It Still Pays to Invest in Europe

4 mins. to read
It Still Pays to Invest in Europe

At a time when the S&P 500 is celebrating a six-year rally, which has seen it clock up gains of more than 180% since its 2009 low, it is understandable that investors should start to ask when this bull run will run out of steam. While economic improvement has been substantial since the financial crisis, there are still a few drawbacks that may play against this market. One is obviously growth, which has not been as strong as one would expect during a recovery phase; and the other is the end of monetary easing. When mixing rapid price appreciation with parsimonious economic growth, we usually end with a disconnect between share prices and real value. If we look at the Cyclically-Adjusted Price-Earnings (CAPE) ratio for the S&P 500, that is exactly what we find. The ratio currently shows a reading of 26.5x, which is 60% above its historical average of 16.5x. If more than 100 years of history are worth something, then it is time for investors to look for value elsewhere because there is none in the U.S. stock market.


In the long run, the only strategy that pays is to buy under-valued stocks and sell over-valued ones. Investors should not pay too much for the expected profits of a company. A good way of finding value is too look at price-earnings ratios and check how much an investor is paying for future earnings. But these ratios suffer from cyclical variations and are frequently negative during recessions, making it difficult to interpret. At the same time, expected future earnings are not realised values but just estimates. Theory shows that earnings estimates are systematically biased upwards, which make the ratios appear better than they really are. Just look at the expectations that are usually attributed to companies that have never seen a profit… In general, the price-earnings ratio fails to give guidance to investors.

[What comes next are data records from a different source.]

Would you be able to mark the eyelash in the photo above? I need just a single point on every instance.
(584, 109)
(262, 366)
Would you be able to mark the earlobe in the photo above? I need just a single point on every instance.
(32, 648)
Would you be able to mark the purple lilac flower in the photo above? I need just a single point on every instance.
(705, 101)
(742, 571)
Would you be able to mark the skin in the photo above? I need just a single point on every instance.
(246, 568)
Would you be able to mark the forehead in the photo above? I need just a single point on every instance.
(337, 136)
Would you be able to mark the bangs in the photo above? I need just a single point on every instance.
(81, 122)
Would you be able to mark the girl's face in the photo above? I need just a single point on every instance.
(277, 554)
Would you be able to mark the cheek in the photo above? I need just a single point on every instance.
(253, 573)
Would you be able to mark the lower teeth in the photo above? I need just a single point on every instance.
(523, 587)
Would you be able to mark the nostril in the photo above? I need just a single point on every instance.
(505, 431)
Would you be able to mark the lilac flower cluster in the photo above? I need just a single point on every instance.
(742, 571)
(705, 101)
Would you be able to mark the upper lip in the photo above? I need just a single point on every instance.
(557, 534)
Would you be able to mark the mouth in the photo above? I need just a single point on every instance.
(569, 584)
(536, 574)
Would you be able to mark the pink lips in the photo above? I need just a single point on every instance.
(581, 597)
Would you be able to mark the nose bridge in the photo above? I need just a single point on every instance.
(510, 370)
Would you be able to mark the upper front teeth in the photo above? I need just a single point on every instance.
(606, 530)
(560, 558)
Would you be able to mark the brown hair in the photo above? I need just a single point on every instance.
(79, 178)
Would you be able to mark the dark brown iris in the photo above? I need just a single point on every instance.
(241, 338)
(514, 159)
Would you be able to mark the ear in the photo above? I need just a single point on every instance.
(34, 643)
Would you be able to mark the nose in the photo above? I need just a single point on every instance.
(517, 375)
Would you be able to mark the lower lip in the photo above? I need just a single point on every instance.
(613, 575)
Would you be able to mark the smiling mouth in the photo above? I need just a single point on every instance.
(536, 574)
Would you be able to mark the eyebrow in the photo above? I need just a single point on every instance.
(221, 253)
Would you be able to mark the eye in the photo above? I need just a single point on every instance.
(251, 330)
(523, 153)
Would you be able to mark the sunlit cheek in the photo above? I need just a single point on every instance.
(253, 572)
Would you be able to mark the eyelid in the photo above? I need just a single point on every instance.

The alternative that was developed by the Nobel-Prize winner Robert Shiller is to use the CAPE ratio, which takes into account the average earnings of the last ten years adjusted for inflation. While measuring the past ability of a market to make profits, it has been shown that any departures from that average are short-lived and don’t really reflect any increased ability to make higher profits. Over the long-run, above-average corporate profits in strong years cancel out below-average corporate profits in weak years. There is a mean reversion. A strategy of purchasing stocks when the ratio is below average and selling them when it is above average delivers long-term profits. Even during life-changing events like the generalisation of mass production, the end of the gold standard, or the tech revolution, when equities rose to unprecedented CAPE ratios, the effect was later reversed. There is no evidence that this time is different and the CAPE has been a strong predictor of equity returns.

As corporate profits have been growing slowly in the U.S., the Federal Reserve’s massive asset purchase programme has been contributing to the increase in the CAPE’s numerator. As a consequence, this ratio rose more than 60% since February 2009 when it was around 15x for the S&P 500. At that time, and according to the historical average of 16.5x, stocks were already reasonably priced, which suggests that the crash was a necessary adjustment. But the massive asset purchases from the Federal Reserve led to a new departure from intrinsic value.

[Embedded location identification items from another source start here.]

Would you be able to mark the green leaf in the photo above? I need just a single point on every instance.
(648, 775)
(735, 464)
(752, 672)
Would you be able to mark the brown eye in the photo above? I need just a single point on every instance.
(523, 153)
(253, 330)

At a time when profit growth in the US is expected to be c. 1.6%, the prospects for any outperformance of the S&P 500 are eroding quickly. But not all is lost for equity investors, as Europe is expected to see a 9% increase in corporate profits. The European economy is behind the US economy and it is still at the early stages of a recovery. Inflation is low but still above what is considered potential problem territory (deflation) and the unemployment rate is near a three-year low. Valuations look attractive. Even for countries like Germany and France, which have benefited the most from European QE, the CAPE ratio is still at 18.6x and 16.6x respectively, which is much below that of the S&P 500. In the UK, for example, where QE has been in place for some time, the market doesn’t look overvalued, as the CAPE ratio is at a modest 13.1x, still leaving upside potential.


But when speaking of value, one cannot ignore those markets that were severely hit by the sovereign debt crisis. Portugal, Italy and Spain still have the most depressed valuations, ranging from 10.8x to 12.7x. Greece also shows a low CAPE ratio, but the current instability makes it too risky, at least until the deal with the EU is agreed and comprehensive details are published. Ireland is looking overvalued.

Going deeper into our search for value, we can find some of the best opportunities arising from Emerging Europe in markets like Hungary, the Czech Republic or even Russia. In the case of Russia, the CAPE ratio is at an excessively depressed 4.8x. Of course there is an issue with oil prices and an on-going deep recession, but it is exactly when CAPE ratios and sentiment levels are at their lowest that the best long-term investment opportunities arise. By the same token, the whole mining and oil industry is surely a buy at this point…

At a time when the U.S. market seems overvalued and the Federal Reserve is positioning itself for the first rate hike, it is time to quietly reduce the exposure to that market and look for value in Europe, where the best opportunities lie.